Strength and Numbers: Using Historical Data to Create Insights for Stanford Football Sports Performance
Lewis Burik, Mady Duboc, Collin Riccitelli, Justin Reid
The Client: Stanford Football Sports Performance
The mission of the Stanford Sports Performance department is to strengthen student-athletes’ pursuit of championship goals and high achievement throughout their life with a program aimed at enhancing athletic performance, reducing the incidence of injury, and developing mental discipline.
The Problem to Solve
The Sports Performance team wants to develop quantitative benchmarking and predictive modeling for accurate assessment in the following areas: performance projections for players, coach-player feedback, and exercise recommendations. They asked the team to help guide them toward data-driven analysis, evaluation and feedback mechanisms based on the the vast bank of data they currently collect. Specifically, they want to use data to:
- Determine which performance metrics are drivers of on-field success.
- Develop data driven tools to improve feedback mechansims.
Engineering a Solution
Tools and Methodologies
The team intends to deliver a comprehensive report that will empower the Sports Performance staff to make perfectly clear the standards of the program. The team investigated the following areas:
- Quartile analysis: This analysis uses games played as the success output.
- Feature selection analysis: This analysis uses on-field success to see if a given player made it to the NFL.

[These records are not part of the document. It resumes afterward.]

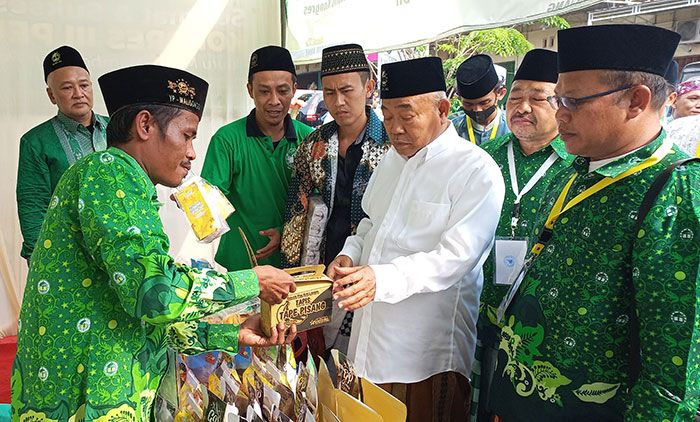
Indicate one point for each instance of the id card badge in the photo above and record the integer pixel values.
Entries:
(508, 257)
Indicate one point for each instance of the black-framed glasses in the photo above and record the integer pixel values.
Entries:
(570, 103)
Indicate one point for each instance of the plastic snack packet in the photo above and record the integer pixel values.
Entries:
(346, 378)
(205, 206)
(351, 409)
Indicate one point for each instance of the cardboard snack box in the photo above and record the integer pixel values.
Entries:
(309, 307)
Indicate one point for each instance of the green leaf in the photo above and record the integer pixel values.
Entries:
(598, 392)
(548, 376)
(530, 338)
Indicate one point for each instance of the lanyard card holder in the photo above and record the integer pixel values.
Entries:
(508, 258)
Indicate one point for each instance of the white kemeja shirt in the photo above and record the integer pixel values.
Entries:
(430, 226)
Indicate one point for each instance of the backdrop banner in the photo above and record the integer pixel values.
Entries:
(381, 25)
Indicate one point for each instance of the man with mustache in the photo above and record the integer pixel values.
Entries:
(480, 88)
(335, 162)
(104, 300)
(529, 157)
(597, 326)
(251, 161)
(46, 151)
(413, 271)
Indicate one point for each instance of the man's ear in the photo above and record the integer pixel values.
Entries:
(501, 92)
(444, 107)
(249, 86)
(369, 87)
(49, 92)
(144, 126)
(639, 100)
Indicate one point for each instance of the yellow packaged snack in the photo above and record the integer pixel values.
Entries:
(351, 409)
(205, 206)
(325, 389)
(387, 406)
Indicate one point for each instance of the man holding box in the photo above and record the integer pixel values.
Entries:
(336, 161)
(412, 272)
(103, 298)
(250, 161)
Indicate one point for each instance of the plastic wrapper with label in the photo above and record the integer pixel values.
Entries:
(205, 206)
(310, 306)
(276, 388)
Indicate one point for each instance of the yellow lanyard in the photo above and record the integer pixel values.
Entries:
(470, 129)
(559, 208)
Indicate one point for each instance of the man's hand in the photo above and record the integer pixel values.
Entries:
(272, 245)
(275, 284)
(339, 262)
(250, 334)
(356, 288)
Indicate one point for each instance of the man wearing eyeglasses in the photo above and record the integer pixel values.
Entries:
(529, 159)
(598, 324)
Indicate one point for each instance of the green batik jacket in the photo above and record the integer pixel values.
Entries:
(565, 344)
(43, 158)
(254, 175)
(103, 300)
(525, 166)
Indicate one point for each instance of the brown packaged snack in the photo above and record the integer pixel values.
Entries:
(346, 378)
(308, 307)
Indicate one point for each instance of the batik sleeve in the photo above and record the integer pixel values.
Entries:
(665, 275)
(295, 214)
(33, 194)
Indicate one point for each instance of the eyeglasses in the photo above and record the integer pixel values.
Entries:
(571, 103)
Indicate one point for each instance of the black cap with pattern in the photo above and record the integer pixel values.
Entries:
(412, 77)
(344, 58)
(271, 57)
(635, 48)
(671, 74)
(62, 57)
(476, 77)
(153, 84)
(538, 65)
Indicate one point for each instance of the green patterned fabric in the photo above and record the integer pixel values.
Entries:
(42, 161)
(254, 174)
(564, 348)
(526, 166)
(692, 378)
(104, 300)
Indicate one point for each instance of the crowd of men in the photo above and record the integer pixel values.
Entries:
(533, 263)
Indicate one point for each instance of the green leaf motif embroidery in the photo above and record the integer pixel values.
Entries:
(598, 392)
(530, 339)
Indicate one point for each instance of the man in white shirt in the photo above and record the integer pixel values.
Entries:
(413, 271)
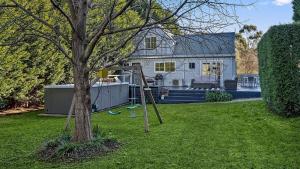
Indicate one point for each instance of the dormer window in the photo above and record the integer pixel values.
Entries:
(150, 42)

- Regularized predictive model: This model's output is whether a given player is predicted to be a starter or non-starter in the NFL using Lasso regression analysis.
Recommendations and Deliverables
The team delivered tools that are easily accessible for all of Stanford Football:
- Advice to coaches for data-driven benchmarking practices.
- Website where players can input their data and immediately see their quartile breakdown, as well as if they are projected to be a starter or non-starter.